Conte a sua volta ha liquidato il Garante come padre-padrone e lo accusa di una svolta autarchica che mortifica il M5S e di pretendere qualcosa che va oltre la diarchia; rivendica di aver lavorato allo Statuto per quattro mesi con trasparenza e ribadisce di voler andare avanti e di non voler tenere il progetto politico, che ha il sostegno di tanti cittadini, nel cassetto per la contrarietà di una sola persona.

Così alla fine risulta quasi impossibile un resoconto aggiornato ad horas dell’escalation di conflittualità tra il fondatore, che denuncia da ultimo in un video la redazione di uno statuto autoreferenziale, senza distribuzione dei poteri e rispetto delle funzioni del Garante, ed il rifondatore, che ritiene di essersi messo a disposizione con lealtà e trasparenza. Ciò che prevale è il senso di sconfitta per tutti, il caos in quel che resta del Movimento al netto di espulsioni ed esodi volontari e la spaccatura nei gruppi parlamentari che qualche mese fa era tra governisti e movimentisti ed ora è tra grillini e contiani; con l’aggiunta non esaltante di posizionamenti determinati non tanto da ragioni ideali, quanto da valutazioni in merito a deroghe al limite al secondo mandato a cui Grillo è contrario, mentre Conte è aperturista.

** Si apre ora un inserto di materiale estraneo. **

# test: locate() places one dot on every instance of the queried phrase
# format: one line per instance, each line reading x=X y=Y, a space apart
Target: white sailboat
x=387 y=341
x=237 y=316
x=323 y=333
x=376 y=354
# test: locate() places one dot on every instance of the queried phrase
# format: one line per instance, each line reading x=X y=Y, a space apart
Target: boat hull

A conclusione del suo video, meno urlato di tante uscite precedenti, Grillo dice: “Stiamo uniti se possiamo ma se qualcuno vuole fare una scelta diversa la faccia in tutta coscienza”. Non so se era un riferimento al più che legittimo intento di Conte di portare avanti il suo progetto politico. E, a questo proposito, mi è parsa quanto mai appropriata la domanda che gli ha posto in conferenza stampa Ivo Mej, iscritto al M5S: “Lei è stato un buon premier ed è una brava persona, ma quello che propone ha più a che fare con i democristiani di sinistra che con il M5S, con un partito tradizionale piuttosto che con un Movimento centrato sull’idea di un direttorio di 5 persone. Perché lei che è una persona coraggiosa non fonda un suo partito?“.

E mi permetterei di aggiungere, meglio ancora se l’avesse fatto all’indomani del “Conticidio”, con cui Grillo peraltro non ha avuto e non ha davvero niente a che spartire.